Wednesday 19 june.
It's very unusually a midweek US holiday today. Often the currencies slowly grind in the prevailing direction in quiet market. There is nothing wrong with placing a trade during holiday hours, but it's a case of being aware if the brokers spreads widen.
Personally, I will most likely sit on the sidelines and await the 'potential catalyst' BOE interest rate decision.
In the meantime, here is my 'snap shot' of the current fundamentals:
Risk environment: with the S&P holding steady around all time highs, a US 'soft landing' is well and truly being priced in. And barring occasional 'political fears' / 'recession fears' or an 'out of the blue fear' we haven't even thought of, I currently expect the risk environment to remain generally positive over the coming months.

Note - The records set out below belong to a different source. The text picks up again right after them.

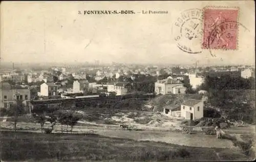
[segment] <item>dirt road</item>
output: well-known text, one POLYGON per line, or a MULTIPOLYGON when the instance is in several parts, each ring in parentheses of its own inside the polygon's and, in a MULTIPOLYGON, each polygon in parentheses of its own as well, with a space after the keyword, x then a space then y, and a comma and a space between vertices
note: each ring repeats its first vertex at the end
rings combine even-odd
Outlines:
MULTIPOLYGON (((33 127, 37 127, 33 132, 40 132, 40 127, 35 123, 22 123, 19 124, 25 126, 33 125, 33 127)), ((64 127, 65 128, 66 127, 64 127)), ((93 131, 100 135, 120 138, 133 139, 138 141, 152 141, 156 142, 166 142, 170 144, 177 144, 194 147, 216 147, 216 148, 233 148, 231 142, 227 140, 217 139, 216 135, 205 135, 202 133, 192 134, 182 134, 180 131, 171 130, 159 130, 158 129, 146 130, 143 131, 123 130, 119 125, 75 126, 73 132, 75 133, 84 133, 93 131)), ((28 129, 29 130, 29 129, 28 129)), ((59 132, 61 126, 55 126, 54 132, 59 132)), ((231 128, 224 131, 231 135, 239 137, 242 134, 249 134, 255 132, 252 127, 231 128)))

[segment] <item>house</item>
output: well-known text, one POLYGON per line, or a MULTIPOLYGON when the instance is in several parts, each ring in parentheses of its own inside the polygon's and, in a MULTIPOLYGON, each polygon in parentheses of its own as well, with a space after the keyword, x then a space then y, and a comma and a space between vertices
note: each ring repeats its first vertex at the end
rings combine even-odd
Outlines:
POLYGON ((69 76, 68 76, 67 75, 63 74, 62 73, 60 74, 59 76, 58 76, 58 79, 59 80, 66 80, 67 79, 69 78, 69 76))
POLYGON ((250 68, 247 68, 241 72, 241 77, 244 78, 255 78, 255 72, 250 68))
POLYGON ((206 95, 208 94, 208 91, 205 90, 200 90, 198 91, 198 94, 204 94, 206 95))
POLYGON ((105 76, 104 75, 96 75, 96 76, 95 77, 95 79, 96 81, 99 81, 104 78, 105 76))
POLYGON ((173 87, 173 94, 184 94, 186 91, 186 87, 183 86, 177 85, 173 87))
POLYGON ((0 83, 0 108, 8 108, 18 100, 30 100, 30 89, 28 88, 13 86, 7 82, 0 83))
POLYGON ((87 94, 89 89, 89 82, 87 80, 75 80, 73 83, 73 91, 75 93, 87 94))
POLYGON ((180 105, 176 104, 171 104, 166 105, 163 107, 163 113, 168 115, 172 115, 176 117, 181 117, 180 105))
POLYGON ((86 79, 86 74, 74 74, 72 75, 75 79, 86 79))
POLYGON ((196 89, 204 82, 204 78, 198 76, 197 73, 189 73, 188 75, 189 83, 192 85, 193 89, 196 89))
POLYGON ((204 102, 202 100, 188 99, 181 104, 181 117, 195 120, 203 117, 204 102))
POLYGON ((114 82, 107 85, 108 91, 114 91, 117 96, 127 94, 129 89, 130 84, 124 82, 114 82))
POLYGON ((118 79, 121 76, 121 75, 119 73, 116 73, 115 74, 116 74, 116 79, 118 79))
POLYGON ((40 86, 40 95, 41 96, 57 96, 57 87, 53 82, 44 83, 40 86))
POLYGON ((172 77, 158 80, 155 83, 155 92, 157 94, 184 94, 185 90, 186 88, 183 86, 183 84, 172 77))
POLYGON ((52 77, 51 77, 50 76, 47 76, 45 77, 42 80, 46 83, 47 82, 53 82, 53 78, 52 77))

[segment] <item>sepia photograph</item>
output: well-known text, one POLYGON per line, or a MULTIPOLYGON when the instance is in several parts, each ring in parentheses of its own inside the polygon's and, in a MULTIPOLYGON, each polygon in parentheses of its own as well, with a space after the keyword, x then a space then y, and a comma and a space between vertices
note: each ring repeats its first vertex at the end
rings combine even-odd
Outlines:
POLYGON ((0 162, 255 160, 253 1, 0 7, 0 162))

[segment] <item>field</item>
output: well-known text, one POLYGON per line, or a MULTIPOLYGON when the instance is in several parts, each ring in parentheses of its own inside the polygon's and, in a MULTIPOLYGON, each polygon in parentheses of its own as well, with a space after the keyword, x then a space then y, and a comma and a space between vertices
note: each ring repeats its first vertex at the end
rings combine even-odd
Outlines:
MULTIPOLYGON (((156 106, 157 112, 142 110, 130 100, 117 107, 86 107, 74 111, 79 113, 84 111, 72 134, 66 133, 66 125, 63 125, 64 132, 61 133, 62 127, 57 123, 53 134, 42 135, 40 124, 31 115, 24 115, 18 118, 15 136, 13 119, 10 117, 4 122, 1 120, 2 160, 169 161, 254 158, 253 153, 245 155, 229 140, 200 133, 182 134, 179 130, 184 120, 157 112, 162 111, 159 106, 168 104, 170 101, 181 102, 182 97, 170 99, 170 96, 166 96, 151 101, 150 103, 156 106), (157 105, 159 103, 162 103, 157 105), (135 129, 123 130, 121 124, 132 125, 135 129)), ((46 123, 44 127, 50 126, 46 123)), ((231 127, 225 132, 243 140, 255 138, 255 127, 251 125, 231 127)))
POLYGON ((95 134, 1 132, 2 159, 28 161, 249 160, 236 148, 194 147, 95 134), (21 149, 22 148, 22 149, 21 149))

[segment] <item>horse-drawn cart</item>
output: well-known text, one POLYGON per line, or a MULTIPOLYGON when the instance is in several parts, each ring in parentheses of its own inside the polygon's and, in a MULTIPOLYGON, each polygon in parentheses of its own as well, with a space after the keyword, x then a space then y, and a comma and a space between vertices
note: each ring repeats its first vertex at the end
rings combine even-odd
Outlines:
POLYGON ((191 134, 193 132, 204 132, 205 134, 216 134, 216 131, 214 127, 196 127, 196 126, 182 126, 182 133, 191 134))

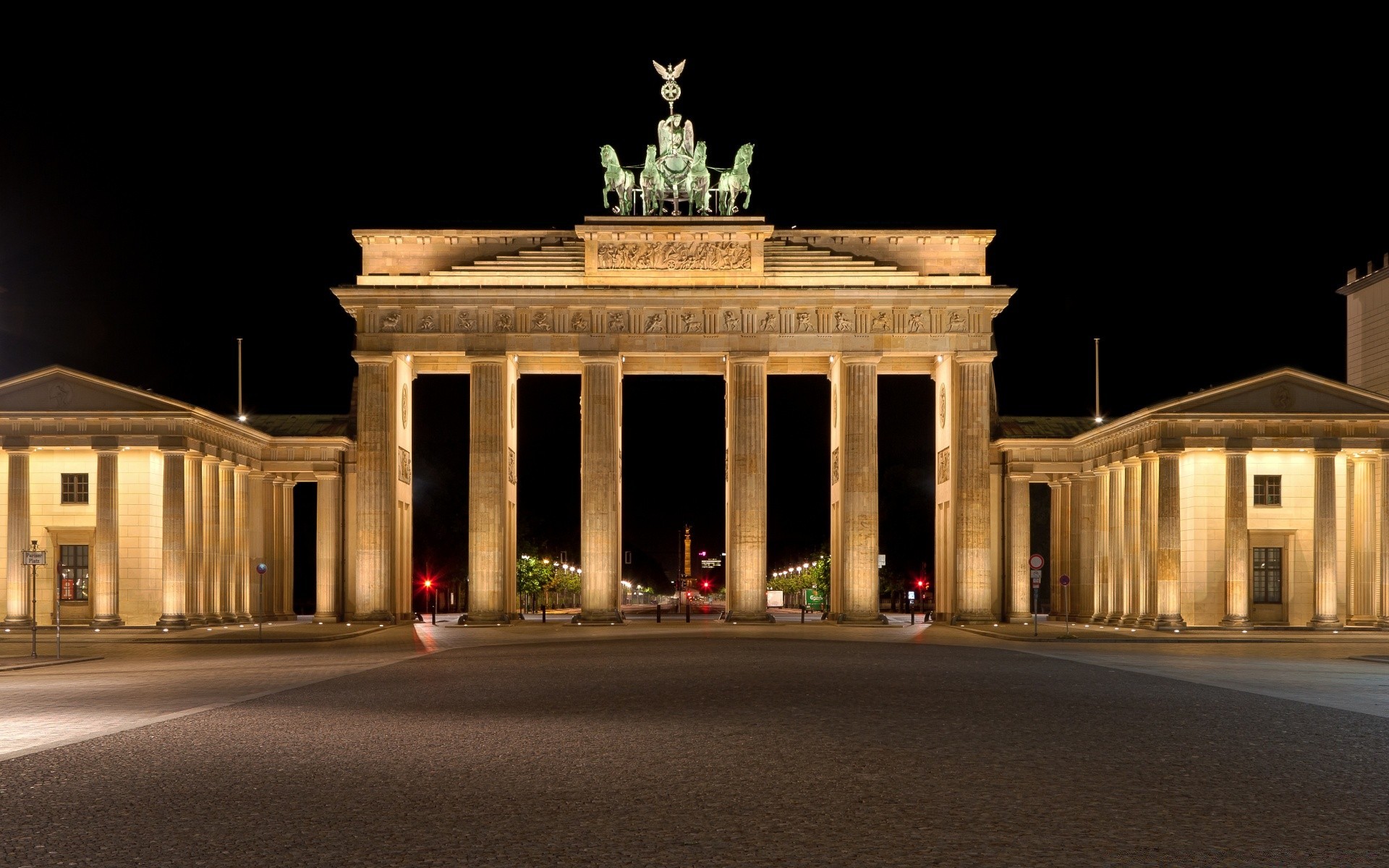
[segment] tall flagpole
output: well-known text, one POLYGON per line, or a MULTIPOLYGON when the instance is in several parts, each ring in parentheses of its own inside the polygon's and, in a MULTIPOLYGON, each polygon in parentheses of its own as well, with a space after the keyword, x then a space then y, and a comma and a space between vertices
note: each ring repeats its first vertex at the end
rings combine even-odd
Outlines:
MULTIPOLYGON (((1097 350, 1096 350, 1097 351, 1097 350)), ((1096 386, 1097 389, 1099 386, 1096 386)), ((246 421, 246 407, 242 404, 242 339, 236 339, 236 421, 246 421)))
POLYGON ((1100 415, 1100 339, 1095 339, 1095 424, 1104 421, 1100 415))

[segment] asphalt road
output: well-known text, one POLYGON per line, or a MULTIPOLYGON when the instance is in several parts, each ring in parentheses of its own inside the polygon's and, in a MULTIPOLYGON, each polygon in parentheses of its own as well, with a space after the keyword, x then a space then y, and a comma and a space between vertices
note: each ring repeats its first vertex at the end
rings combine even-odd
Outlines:
POLYGON ((6 761, 0 864, 1385 865, 1386 779, 1385 718, 1140 672, 576 636, 6 761))

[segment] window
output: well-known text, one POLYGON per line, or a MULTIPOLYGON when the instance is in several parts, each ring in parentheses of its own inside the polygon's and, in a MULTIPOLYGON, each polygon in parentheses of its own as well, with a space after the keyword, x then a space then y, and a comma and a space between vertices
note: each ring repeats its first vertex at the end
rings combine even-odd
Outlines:
MULTIPOLYGON (((86 479, 86 476, 82 476, 86 479)), ((88 599, 88 547, 58 546, 58 596, 64 603, 88 599)))
MULTIPOLYGON (((1276 479, 1278 476, 1274 476, 1276 479)), ((1283 601, 1283 550, 1254 549, 1254 603, 1283 601)))
POLYGON ((1283 503, 1282 476, 1254 476, 1254 506, 1276 507, 1283 503))
POLYGON ((89 503, 86 474, 63 474, 63 503, 89 503))

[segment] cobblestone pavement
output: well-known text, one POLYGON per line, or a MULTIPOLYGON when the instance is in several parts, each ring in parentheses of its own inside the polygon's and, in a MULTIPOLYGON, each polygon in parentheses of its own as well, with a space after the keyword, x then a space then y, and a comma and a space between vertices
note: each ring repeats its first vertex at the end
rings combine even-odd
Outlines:
MULTIPOLYGON (((1346 650, 1240 647, 1313 668, 1346 650)), ((1114 653, 1064 649, 1083 651, 1114 653)), ((146 679, 121 682, 146 711, 215 707, 0 762, 0 864, 1389 864, 1382 717, 949 628, 440 625, 101 653, 0 674, 54 679, 0 707, 86 667, 146 679), (217 704, 257 689, 278 692, 217 704)))

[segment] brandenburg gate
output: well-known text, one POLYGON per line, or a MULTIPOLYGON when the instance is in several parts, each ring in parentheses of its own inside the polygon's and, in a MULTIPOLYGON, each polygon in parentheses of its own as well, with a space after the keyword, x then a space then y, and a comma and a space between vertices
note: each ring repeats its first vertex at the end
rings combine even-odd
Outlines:
POLYGON ((1014 292, 988 276, 993 232, 786 231, 747 215, 753 146, 738 149, 711 182, 706 143, 674 111, 682 68, 657 64, 671 112, 657 125, 658 144, 647 147, 640 176, 614 149, 601 149, 604 210, 617 197, 611 214, 558 232, 354 233, 361 274, 333 290, 357 321, 357 465, 347 479, 356 504, 347 517, 353 617, 410 612, 418 375, 469 378, 474 625, 519 617, 518 378, 581 375, 583 574, 574 621, 615 624, 622 378, 703 374, 725 379, 725 619, 768 619, 767 378, 824 374, 829 617, 876 624, 878 376, 926 374, 938 396, 936 610, 964 622, 993 618, 992 321, 1014 292))

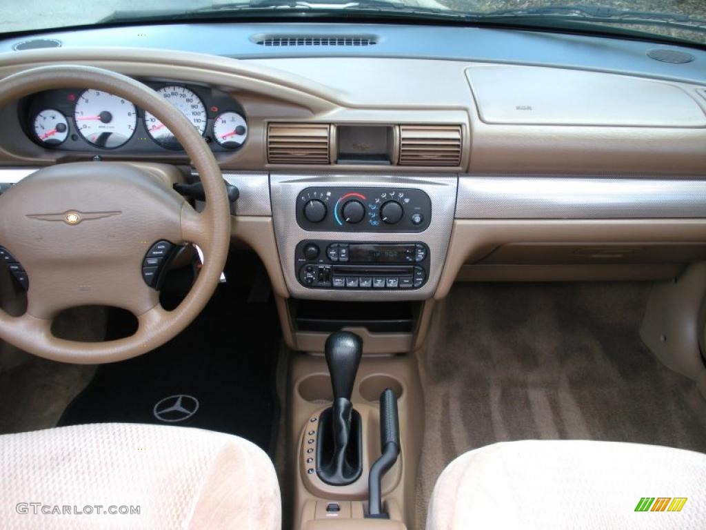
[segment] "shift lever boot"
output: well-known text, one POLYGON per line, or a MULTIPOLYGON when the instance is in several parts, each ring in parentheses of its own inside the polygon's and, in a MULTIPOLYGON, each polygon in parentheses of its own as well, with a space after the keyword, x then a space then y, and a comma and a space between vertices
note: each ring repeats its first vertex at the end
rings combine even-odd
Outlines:
POLYGON ((363 341, 352 333, 334 333, 326 341, 333 404, 319 418, 316 472, 333 485, 355 482, 363 472, 360 415, 351 403, 362 353, 363 341))

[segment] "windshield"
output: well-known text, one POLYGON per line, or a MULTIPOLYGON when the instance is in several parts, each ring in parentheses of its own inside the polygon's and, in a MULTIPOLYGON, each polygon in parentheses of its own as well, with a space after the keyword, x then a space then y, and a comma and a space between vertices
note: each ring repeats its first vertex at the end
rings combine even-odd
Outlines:
POLYGON ((704 0, 1 0, 0 33, 60 29, 101 23, 245 20, 297 13, 467 21, 571 30, 641 32, 706 44, 704 0))

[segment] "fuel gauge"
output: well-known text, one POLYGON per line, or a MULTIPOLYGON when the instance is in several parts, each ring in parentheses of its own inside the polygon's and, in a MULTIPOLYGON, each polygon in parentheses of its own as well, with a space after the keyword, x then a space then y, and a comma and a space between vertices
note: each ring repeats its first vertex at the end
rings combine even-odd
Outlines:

USD: US data is slowly starting to soften and 'negate' hawkish FED rhetoric. It currently appears September is the likely date of the first rate cut. And the market is happy with that. I currently expect the USD to end the year weaker than it is now. But when 'strong data' is released, bouts of USD strength will provide occasional 'catalyst' long trades.
JPY: My preferred trade of choice is still JPY short 'interest rate differential'. The yen will have periods of strength, whether through 'intervention', 'jawboning' another possible rate hike or a 'risk off' event. But over the medium to long term, the interest rate differential should keep the yen weak.
AUD: it's been a particularly good week for the AUD so far following the 'still hawkish' RBA. With inflation still high in Australia, early 2025 appears to be the timing of the first rate cut. Potential headwinds could come from china, commodity prices or periods of risk off. But currently the AUD is my preferred long of choice.
NZD: almost a carbon copy of AUD, although signs of the economy slowing has knocked sentiment a little, the RBNZ is still hawkish. And the NZD remains high on the 'to long list'.
CAD: A slowing Canadian economy with a BOC which has already cut rates and maintained a dovish stance puts the CAD firmly on the 'to short list'. Although periods of 'fake strength' could emerge if the price of oil suddenly rises or if the USD gains strength and takes the CAD with it due to geographical proximity.
GBP: The UK economy has held up remarkably well to extremely high inflation, which slowly appears to be dropping and a UK soft landing is on the cards when it once looked very unlikely. Tomorrows rate decision will be interesting, any deviation from an August rate cut could create a short term GBP 'catalyst' opportunity. But in the main, the pound remains a good 'risk on' long trade.
EUR: following a 'hawkish cut', all was quite serene in Europe as a 'soft landing' looks likely. But political uncertainty in France has rocked the boat and there may be incoming EUR opportunities according to whichever political party has the upper hand.
CHF: A 'dovish cut' in March provided excellent short CHF opportunities. But the last couple of weeks has seen a period of Swiss Franc strength I can't quite put my finger on. But all in all, the CHF remains an 'interest rate differential' short trade. Especially if the SNB cut rates again during Thursday's European session.